MP: Well, John and the others really.
[Laughter]
No that’s not entirely fair. There were differences, I mean I think Terry and myself were sort of rather journeyman writers, we would churn the stuff out, we were very good friends, we’d spend a lot of time together. But John and Graham were writing together, but John was doing the bulk of the writing, although Graham I think probably had the maddest ideas you know. I’m sure the parrot wouldn’t have been a Norwegian Blue unless Graham had sort of suggested that. But Graham would do a lot of thinking and not say very much for a bit, and I think John got a little bit frustrated by this. And John and Eric had lifestyles, how can I say it, they were slightly more complicated. You know they wanted to go on holidays in Barbados and all that, rather more than Terry and myself who were just happy going to have a pint at the pub and all that. So they were stars and we weren’t basically, and the trouble with stars is they can be a bit difficult. So there were difficulties every now and then between those who had higher expectations of life, and those of us at the humbler end of the writing spectrum.
DW: I mean I didn’t actually get to see the TV series probably until it was repeated in the eighties, and I remember just being completely blown away, thinking, “I’ve absolutely no idea where these ideas come from.” And I’m going to show a little compilation of some of my favourite bits that I remember sitting in my bedroom watching in the eighties.
[Clip Plays]
[Applause]
MP: Good choice if I may say so. The fish-slapping dance, the wonderful, brilliant thing about that is John is so funny with the actual big fish. He could have just hit me, but instead he remembers that it’s also a military exercise, so he raises it you know as he’s been taught at Sandhurst. And then thwack, and a really good thwack, and then he stands there with it like it’s in the present fish position, I think that’s just so brilliant.

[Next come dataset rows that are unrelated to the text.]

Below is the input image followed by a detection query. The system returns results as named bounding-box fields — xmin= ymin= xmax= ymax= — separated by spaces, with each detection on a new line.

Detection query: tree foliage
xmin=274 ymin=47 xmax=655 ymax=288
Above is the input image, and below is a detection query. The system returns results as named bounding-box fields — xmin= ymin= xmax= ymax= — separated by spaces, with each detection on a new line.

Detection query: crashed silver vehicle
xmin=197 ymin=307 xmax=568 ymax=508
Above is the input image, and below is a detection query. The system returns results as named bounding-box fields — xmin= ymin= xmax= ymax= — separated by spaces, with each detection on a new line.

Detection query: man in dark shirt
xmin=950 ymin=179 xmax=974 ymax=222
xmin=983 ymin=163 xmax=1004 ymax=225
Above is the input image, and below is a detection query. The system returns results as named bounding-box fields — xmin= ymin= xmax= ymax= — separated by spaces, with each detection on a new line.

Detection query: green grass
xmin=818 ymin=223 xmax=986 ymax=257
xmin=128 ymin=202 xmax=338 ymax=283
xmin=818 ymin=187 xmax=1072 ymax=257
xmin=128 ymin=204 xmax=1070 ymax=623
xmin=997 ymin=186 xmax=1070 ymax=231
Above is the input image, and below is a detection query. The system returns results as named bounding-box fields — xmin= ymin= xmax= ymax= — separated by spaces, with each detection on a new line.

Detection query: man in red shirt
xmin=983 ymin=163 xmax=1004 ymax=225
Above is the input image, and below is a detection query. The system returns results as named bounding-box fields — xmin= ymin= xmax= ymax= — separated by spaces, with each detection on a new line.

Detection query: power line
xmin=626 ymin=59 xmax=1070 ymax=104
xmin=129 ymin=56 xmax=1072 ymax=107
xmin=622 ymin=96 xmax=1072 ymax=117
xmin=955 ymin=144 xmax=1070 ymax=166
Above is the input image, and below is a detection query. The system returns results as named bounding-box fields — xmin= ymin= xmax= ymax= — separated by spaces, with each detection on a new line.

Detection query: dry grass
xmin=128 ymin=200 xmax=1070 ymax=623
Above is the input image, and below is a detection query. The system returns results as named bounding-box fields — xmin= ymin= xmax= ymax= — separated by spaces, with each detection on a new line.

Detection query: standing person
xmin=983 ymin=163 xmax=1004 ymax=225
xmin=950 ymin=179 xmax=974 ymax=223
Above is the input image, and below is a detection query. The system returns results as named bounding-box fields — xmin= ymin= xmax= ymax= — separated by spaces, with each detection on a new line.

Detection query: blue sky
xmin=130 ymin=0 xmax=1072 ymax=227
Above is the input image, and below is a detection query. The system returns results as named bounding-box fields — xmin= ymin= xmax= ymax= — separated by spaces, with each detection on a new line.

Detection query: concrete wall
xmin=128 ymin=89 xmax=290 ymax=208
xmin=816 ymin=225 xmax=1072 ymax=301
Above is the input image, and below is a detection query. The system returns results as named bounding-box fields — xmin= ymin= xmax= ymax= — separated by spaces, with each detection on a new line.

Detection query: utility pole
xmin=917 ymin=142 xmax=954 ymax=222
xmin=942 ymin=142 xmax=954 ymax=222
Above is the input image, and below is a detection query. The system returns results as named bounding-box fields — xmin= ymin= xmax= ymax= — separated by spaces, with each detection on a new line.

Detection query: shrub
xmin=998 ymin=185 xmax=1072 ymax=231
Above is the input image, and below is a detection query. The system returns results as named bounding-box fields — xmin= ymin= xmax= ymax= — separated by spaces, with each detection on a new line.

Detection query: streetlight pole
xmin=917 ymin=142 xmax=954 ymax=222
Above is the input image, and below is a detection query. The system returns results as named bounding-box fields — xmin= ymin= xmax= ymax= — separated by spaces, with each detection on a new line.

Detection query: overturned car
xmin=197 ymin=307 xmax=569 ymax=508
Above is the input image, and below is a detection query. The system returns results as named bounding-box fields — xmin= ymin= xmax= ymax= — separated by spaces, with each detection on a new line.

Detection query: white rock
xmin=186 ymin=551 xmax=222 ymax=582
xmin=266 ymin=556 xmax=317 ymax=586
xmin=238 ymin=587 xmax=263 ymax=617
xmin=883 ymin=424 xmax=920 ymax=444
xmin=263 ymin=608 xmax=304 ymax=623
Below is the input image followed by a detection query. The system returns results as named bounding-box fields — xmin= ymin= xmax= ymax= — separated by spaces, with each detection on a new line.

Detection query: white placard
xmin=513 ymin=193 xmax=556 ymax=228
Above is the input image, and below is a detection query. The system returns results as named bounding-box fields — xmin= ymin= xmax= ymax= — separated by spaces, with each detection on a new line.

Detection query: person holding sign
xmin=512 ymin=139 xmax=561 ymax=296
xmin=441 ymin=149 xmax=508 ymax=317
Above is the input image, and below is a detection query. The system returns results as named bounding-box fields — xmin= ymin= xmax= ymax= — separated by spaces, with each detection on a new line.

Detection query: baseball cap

DW: So was there improvisation when you filmed sketches?
MP: Well the sheep one was clearly, no one could have written that, and just about everything went wrong with it. So when things went a little bit wrong we had to improvise. Generally speaking there wasn’t a lot of improvisation because, you know what it’s like, you’ve got to make a televisions show, the camera’s got to know where you are, and it’s not like nowadays where you have very fluent camera movements and handheld, and they can follow you wherever you’re going. They had to know exactly; camera one had to know you were doing that line on camera one, camera two had to know you were doing that line, and camera three, camera four for the wide shot, camera three for holding it up, whatever. So everything had to be kind of quite well worked out, otherwise you’d miss little jokes. But we, yeah I mean things like, “Go back to my place,” I think that’s something we made up. Interesting you should choose those things because I’m sure that was made up at the time.
DW: What’s interesting, it’s also very naturalistic in your performance style, because a lot of Python is quite extreme, isn’t it, and some of the performances are quite big performances, but that is just perfectly natural.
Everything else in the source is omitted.